■地味だけど決めるときは決める男・新八の名言
最後に紹介するのは、銀時の弟分である志村新八の口から飛び出した名言。ふだん「地味」だの「ダメガネ」だの散々な言われようだが、彼もまた武士道精神を重んじる侍であり、仲間のために体を張れるカッコイイ男である。
かぶき町四天王篇では、彼の言葉が銀時の心を動かす感動的なシーンがあった。このエピソードで銀時は、母親的存在であるお登勢が敵に重傷を負わされ、心が折れかけてしまう。そして何より大事にしていたはずの居場所・万事屋を解散し、仲間を置いて自分だけで戦うことにする。
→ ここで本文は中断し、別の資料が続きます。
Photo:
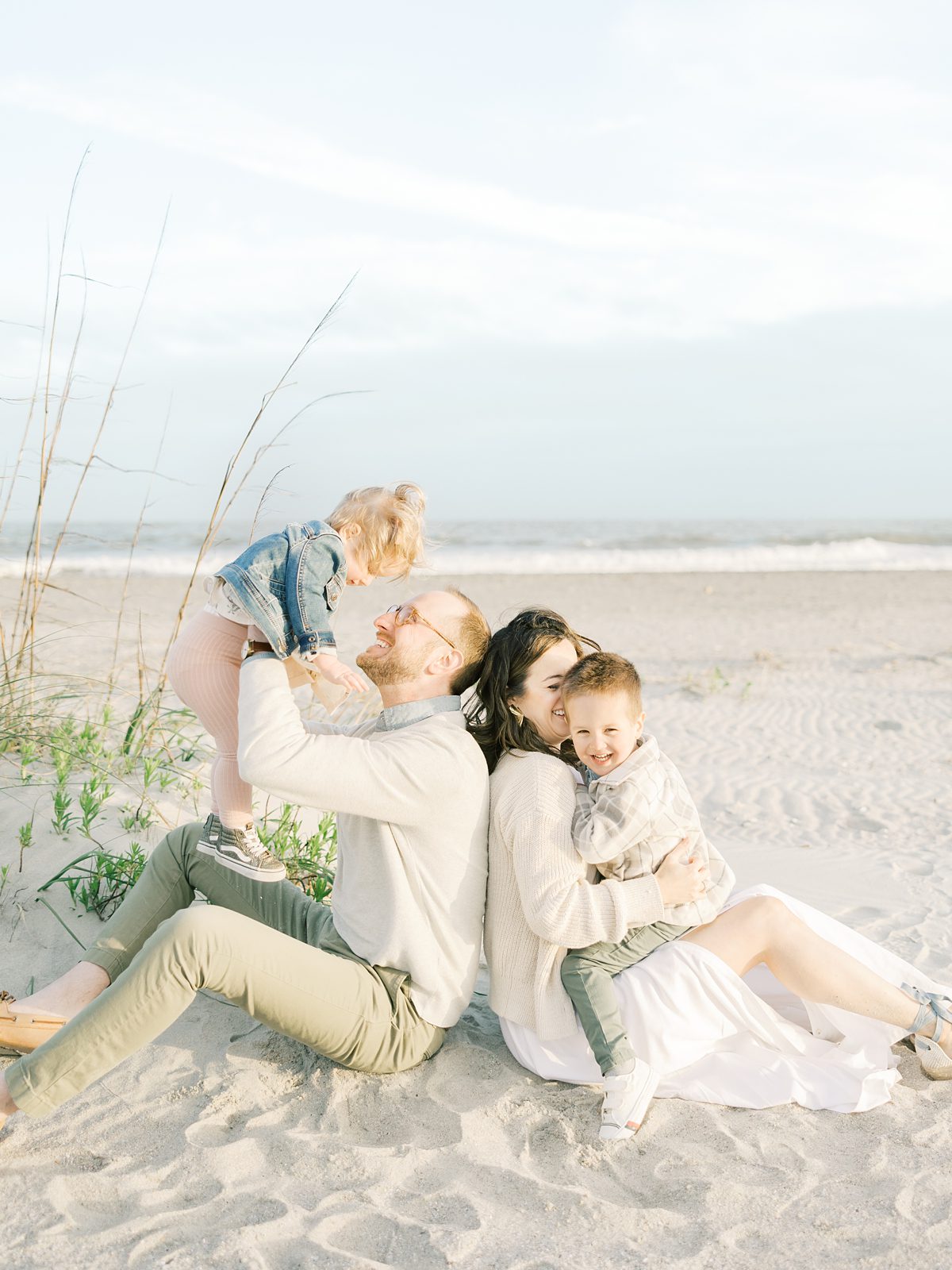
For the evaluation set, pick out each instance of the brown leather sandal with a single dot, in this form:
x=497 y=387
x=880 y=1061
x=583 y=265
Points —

新八と神楽は彼とともに戦おうとするが、銀時の意思はそれでも揺らがない。神楽が涙ながらに「銀ちゃんがいなくなったら生きてたって何にも楽しくなんかないアル!!」とぶつけるが、それでも銀時は生きてくれていれば良いと返す。もうこれ以上、誰も傷ついてほしくないという彼の意思は固かった。
何があっても銀時の決断は変わらないように見えたが、新八はそんな彼を渾身の力で殴り飛ばし、「アンタ それでも坂田銀時かよ」と叫ぶ。さらに万事屋と銀時に対する想いをぶつけ、「一旦護ると決めたものは絶対護り通す それが坂田銀時じゃないのかよ」「僕らは死なない!! アンタは死なない!! 何故ならアンタが僕達を護ってくれるから!! 何故なら僕らが絶対アンタを護るからだ!!」「それが万事屋じゃないんですか そうやって僕ら三人…今まで…色んなもの護ってきたんじゃないんですか」と続けた。
新八の重い一撃と言葉のおかげで、銀時は再び“仲間とともに”立ち上がることを決意する。初期の頃は銀時の背中を追いかけるだけだった新八と神楽。彼らがいつの間にか、銀時と対等な存在に成長していたことがひしひしと伝わってくるシーンだった。
ギャグはもちろん、シリアスな部分も魅力的な『銀魂』。自分の生き方を貫くキャラクターたちの言葉はどれも重みがあり、読み手の心をとらえて離さない。今回紹介した以外にも数多くの名言が存在するので、注目しながら読み返してみるのもおもしろい。